This chapter provides a synopsis of the Oracle Application Integration Architecture security features.
Oracle AIA runs within an Oracle WebLogic Server Service-Oriented Architecture (SOA) container. You can leverage all WebLogic Server security infrastructure functionality, such as authentication, authorization, and secure auditing.
The following inbound communication points must be managed securely:
Siebel customer relationship management (Siebel CRM) to Oracle AIA:
Siebel CRM communicates asynchronously with Oracle AIA.

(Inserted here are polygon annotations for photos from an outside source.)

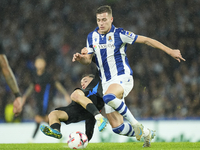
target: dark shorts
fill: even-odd
[[[64,121],[65,124],[80,122],[89,118],[93,118],[93,115],[90,114],[86,109],[81,105],[73,102],[66,107],[59,107],[55,110],[61,110],[68,114],[69,118],[67,121]]]

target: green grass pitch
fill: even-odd
[[[85,150],[199,150],[200,142],[155,142],[150,148],[143,148],[142,142],[128,143],[89,143]],[[50,144],[0,144],[0,150],[66,150],[64,143]]]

Oracle AIA exposes Java Message Service (JMS) queues to Siebel CRM.
Siebel CRM adds messages to Oracle AIA JMS queues.
The Oracle AIA consumer services subscribed to the queues pick up the messages for processing.
Oracle AIA JMS queues are protected with user credentials created and maintained in WebLogic Server security infrastructure.

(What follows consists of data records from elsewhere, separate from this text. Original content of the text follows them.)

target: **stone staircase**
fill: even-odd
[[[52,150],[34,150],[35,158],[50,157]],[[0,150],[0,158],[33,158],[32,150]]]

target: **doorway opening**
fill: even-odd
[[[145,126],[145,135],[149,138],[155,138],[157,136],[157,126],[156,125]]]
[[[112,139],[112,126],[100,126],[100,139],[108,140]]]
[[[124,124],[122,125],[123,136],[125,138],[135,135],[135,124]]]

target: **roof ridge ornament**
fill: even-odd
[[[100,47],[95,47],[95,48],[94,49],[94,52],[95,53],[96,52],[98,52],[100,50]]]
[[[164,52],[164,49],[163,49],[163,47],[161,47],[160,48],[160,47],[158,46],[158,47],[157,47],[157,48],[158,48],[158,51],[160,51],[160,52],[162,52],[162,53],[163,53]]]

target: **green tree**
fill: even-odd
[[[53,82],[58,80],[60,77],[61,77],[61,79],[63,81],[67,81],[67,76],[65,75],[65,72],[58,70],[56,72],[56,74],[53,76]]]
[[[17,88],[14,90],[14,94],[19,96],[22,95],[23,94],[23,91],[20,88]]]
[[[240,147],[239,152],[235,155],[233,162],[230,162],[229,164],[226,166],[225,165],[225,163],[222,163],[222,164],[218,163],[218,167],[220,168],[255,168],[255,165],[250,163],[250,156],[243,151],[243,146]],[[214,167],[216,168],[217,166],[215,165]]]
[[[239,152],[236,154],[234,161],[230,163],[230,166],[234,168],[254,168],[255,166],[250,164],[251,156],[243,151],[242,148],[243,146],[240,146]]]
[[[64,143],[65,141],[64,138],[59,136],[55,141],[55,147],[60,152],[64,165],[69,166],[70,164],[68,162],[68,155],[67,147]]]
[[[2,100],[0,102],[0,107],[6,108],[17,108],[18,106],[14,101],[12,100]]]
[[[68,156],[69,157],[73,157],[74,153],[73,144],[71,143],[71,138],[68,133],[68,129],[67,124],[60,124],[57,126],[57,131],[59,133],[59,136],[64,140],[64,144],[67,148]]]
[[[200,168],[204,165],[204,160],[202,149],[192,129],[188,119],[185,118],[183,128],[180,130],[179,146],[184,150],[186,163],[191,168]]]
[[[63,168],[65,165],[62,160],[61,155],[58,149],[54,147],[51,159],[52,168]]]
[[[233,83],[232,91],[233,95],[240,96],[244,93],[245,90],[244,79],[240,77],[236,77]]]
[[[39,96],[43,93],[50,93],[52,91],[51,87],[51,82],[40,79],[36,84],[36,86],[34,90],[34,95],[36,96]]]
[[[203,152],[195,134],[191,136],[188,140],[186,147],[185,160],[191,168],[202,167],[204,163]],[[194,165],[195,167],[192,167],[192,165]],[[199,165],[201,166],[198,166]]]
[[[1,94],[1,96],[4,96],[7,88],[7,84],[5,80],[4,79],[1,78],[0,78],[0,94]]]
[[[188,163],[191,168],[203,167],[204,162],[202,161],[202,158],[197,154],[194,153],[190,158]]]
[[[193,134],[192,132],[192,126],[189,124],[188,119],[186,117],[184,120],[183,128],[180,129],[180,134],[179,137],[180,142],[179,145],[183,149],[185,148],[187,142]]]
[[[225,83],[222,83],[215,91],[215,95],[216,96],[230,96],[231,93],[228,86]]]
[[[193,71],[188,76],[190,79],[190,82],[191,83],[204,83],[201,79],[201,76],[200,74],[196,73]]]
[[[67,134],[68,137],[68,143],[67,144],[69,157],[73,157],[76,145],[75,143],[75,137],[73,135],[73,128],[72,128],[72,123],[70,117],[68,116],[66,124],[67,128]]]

You configure and maintain Oracle AIA queue details and credentials in Siebel CRM. See Siebel CRM Security Guide for more information about managing security in Siebel CRM.
Oracle Communications Order and Service Management (OSM) to Oracle AIA:
OSM communicates asynchronously with Oracle AIA.
Oracle AIA exposes JMS Store and Forward (SAF) queues to OSM.
OSM adds messages to Oracle AIA JMS SAF queues.
The Oracle AIA consumer services subscribed to the queues pick up the messages for processing.
Oracle AIA JMS SAF queues are protected with user credentials created and maintained in WebLogic Server security infrastructure.
You configure and maintain Oracle AIA JMS SAF queue details and credentials in OSM. See OSM Security Guide for more information about managing security in OSM.
Oracle Communications Billing and Revenue Management (BRM) to Oracle AIA:
BRM communicates asynchronously with Oracle AIA.
BRM exposes Advanced Queueing (AQ) database queues to Oracle AIA.
BRM adds messages to the AQ database queues.
The Oracle AIA AQ adapter polls the AQ database queues and picks up the messages for processing.
You configure and maintain the BRM AQ database queue details and credentials in Oracle AIA.
Oracle Product Hub to Oracle AIA:
Product Hub communicates asynchronously with Oracle AIA.
Product Hub exposes Advanced Queueing (AQ) database queues to Oracle AIA.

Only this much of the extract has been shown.